January 24, 2006 7:30 PM PST

Editing tips from the NSA

Hiding confidential information with black marks works on printed copy, but not with electronic documents, the National Security Agency has warned government officials.

The agency makes the point in a guidance paper on editing documents for release, published last month following several embarrassing incidents in which sensitive data was unintentionally included in computer documents and exposed. The 13-page paper (click here for PDF) is called: "Redacting with confidence: How to safely publish sanitized reports converted from Word to PDF."

Instead of covering up digital text with black boxes, it is better to delete any information you don't want to share, the NSA suggested.

"The key concept for understanding the issues that lead to...inadvertent exposure is that information hidden or covered in a computer document can almost always be recovered," the NSA wrote in the Information Assurance Division paper, dated Dec. 13 but only recently posted to the Web. "The way to avoid exposure is to ensure that sensitive information is not just visually hidden or made illegible, but is actually removed."

Three common mistakes

There are a number of pitfalls for people trying to amend a sensitive Word document for public release as a PDF. Here is the NSA's advice on typical traps.

Redaction of text and diagrams
Covering text, charts, tables or diagrams with black rectangles, or highlighting text in black...is not effective, in general, for computer documents distributed across computer networks (i.e. in "softcopy" format). The most common mistake is covering text with black.

Redaction of images
Covering up parts of an image with separate graphics such as black rectangles, or making images "unreadable" by reducing their size, has also been used for redaction of hardcopy printed materials. It is generally not effective for computer documents distributed in softcopy form.

Metadata and document properties
In addition to the visible content of a document, most office tools, such as (Microsoft) Word, contain substantial hidden information about the document. This information is often as sensitive as the original document, and its presence in downgraded or sanitized documents has historically led to compromise.

Source: NSA Information Assurance Division report

The unintended disclosure of metadata, resulting in high-profile leaks of secrets, has led to red faces at businesses and government bodies in the past. In March 2004, a gaffe by the SCO Group revealed which companies it had considered targeting in its legal campaign against Linux users.

More recently, pharmaceutical giant Merck was put in the hot seat because of changes made to a document regarding the painkiller Vioxx. There have also been document data leaks at the White House, the Pentagon, the United Nations and others, according to compiled research from Workshare, a maker of software that strips tell-tale hidden data out of files.

There have been so many stumbles that the NSA document should be welcome help, said Pete Lindstrom, an analyst with Spire Security in Malvern, Pa.

"It ends up being a really big exercise in public humility because it is an embarrassing issue," he said. "It affects governments more than anyone else."

Cleaning up
Government analysts make three main missteps that will jeopardize confidentiality when sanitizing documents, according to the NSA report. "The most common mistake is covering text with black," the agency said. While this works for printed material, "it is not effective, in general, for computer documents."

The second top goof is similar: In this case, workers cover up graphics and other images with new graphics, such as a black rectangle. As with blacked-out text, a recipient of the document can often delete the coverings and see the information that is intended to be hidden. The third gaffe is failure to remove information about the document, such as change history, author name and creation dates, known as metadata.

To avoid such blunders, the NSA paper gives step-by-step instructions on how to strip a Microsoft Word document of confidential information and then convert it an Adobe Systems PDF file. The advice deals with text passages and images in the document, as well as with metadata.

Both the Word and Adobe PDF formats can contain many kinds of information--such as text, graphics, tables, images and metadata--all mixed together. "The complexity makes them potential vehicles for exposing information unintentionally, especially when downgrading or sanitizing classified materials," the NSA said.

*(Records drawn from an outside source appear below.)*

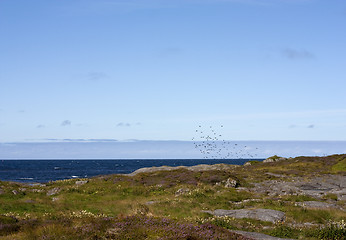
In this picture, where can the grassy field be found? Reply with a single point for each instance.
(169, 205)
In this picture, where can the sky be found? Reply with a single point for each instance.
(106, 70)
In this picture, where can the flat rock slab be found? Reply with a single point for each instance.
(316, 204)
(259, 236)
(267, 215)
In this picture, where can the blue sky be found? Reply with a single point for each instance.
(157, 69)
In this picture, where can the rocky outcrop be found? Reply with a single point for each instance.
(317, 187)
(316, 205)
(267, 215)
(197, 168)
(182, 191)
(274, 159)
(53, 191)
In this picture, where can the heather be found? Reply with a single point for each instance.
(177, 204)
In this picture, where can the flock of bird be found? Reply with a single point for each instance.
(211, 145)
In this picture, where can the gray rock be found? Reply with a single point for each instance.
(231, 183)
(259, 236)
(274, 159)
(81, 182)
(267, 215)
(53, 191)
(316, 204)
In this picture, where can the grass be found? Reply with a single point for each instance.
(166, 205)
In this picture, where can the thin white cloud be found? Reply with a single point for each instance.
(96, 76)
(294, 54)
(280, 115)
(122, 124)
(65, 123)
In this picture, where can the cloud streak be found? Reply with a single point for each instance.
(65, 123)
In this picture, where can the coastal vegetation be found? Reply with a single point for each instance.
(182, 203)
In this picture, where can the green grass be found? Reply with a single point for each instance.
(32, 214)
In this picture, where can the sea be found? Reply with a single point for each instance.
(42, 171)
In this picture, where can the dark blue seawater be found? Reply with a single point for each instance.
(51, 170)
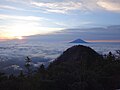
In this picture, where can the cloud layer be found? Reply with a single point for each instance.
(65, 6)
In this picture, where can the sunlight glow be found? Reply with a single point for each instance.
(18, 30)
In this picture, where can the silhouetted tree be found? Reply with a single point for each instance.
(28, 66)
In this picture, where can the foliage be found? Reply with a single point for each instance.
(78, 68)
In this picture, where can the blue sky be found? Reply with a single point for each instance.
(29, 17)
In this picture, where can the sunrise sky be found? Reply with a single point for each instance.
(29, 17)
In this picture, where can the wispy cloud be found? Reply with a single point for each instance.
(111, 5)
(66, 6)
(15, 17)
(8, 7)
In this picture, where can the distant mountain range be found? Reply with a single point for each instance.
(78, 41)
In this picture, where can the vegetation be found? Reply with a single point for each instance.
(78, 68)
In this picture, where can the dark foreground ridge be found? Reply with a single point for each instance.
(78, 68)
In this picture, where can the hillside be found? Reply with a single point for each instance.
(78, 68)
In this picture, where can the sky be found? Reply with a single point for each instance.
(30, 17)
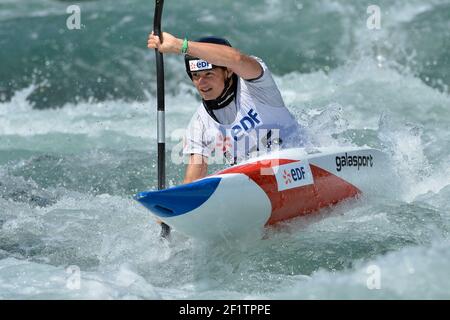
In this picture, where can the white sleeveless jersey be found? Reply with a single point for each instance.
(257, 121)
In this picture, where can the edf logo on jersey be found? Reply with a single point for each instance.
(246, 124)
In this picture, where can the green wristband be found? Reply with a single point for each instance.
(184, 48)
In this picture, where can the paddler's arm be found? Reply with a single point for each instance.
(243, 65)
(197, 168)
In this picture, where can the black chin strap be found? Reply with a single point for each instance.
(225, 98)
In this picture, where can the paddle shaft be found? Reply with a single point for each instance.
(161, 135)
(160, 99)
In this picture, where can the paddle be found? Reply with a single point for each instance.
(165, 229)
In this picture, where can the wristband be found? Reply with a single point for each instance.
(184, 48)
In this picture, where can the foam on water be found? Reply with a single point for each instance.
(68, 174)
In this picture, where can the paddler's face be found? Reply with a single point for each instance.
(210, 83)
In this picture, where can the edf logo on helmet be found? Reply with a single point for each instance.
(199, 65)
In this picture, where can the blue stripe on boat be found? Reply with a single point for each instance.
(178, 200)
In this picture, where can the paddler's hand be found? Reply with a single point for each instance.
(170, 44)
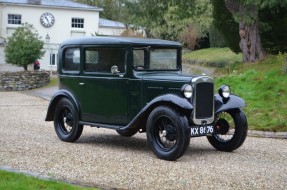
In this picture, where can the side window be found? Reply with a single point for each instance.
(91, 60)
(71, 60)
(139, 59)
(101, 60)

Microsoft Word is used throughout the Department of Defense and the intelligence community, while Adobe PDF is used "very extensively" by all parts of the U.S. government and military services, the agency said. It noted that government bodies often distribute cleaned-up documents in PDF format, and cautioned: "As numerous people have learned to their chagrin, merely converting an MS Word document to PDF does not remove all metadata automatically."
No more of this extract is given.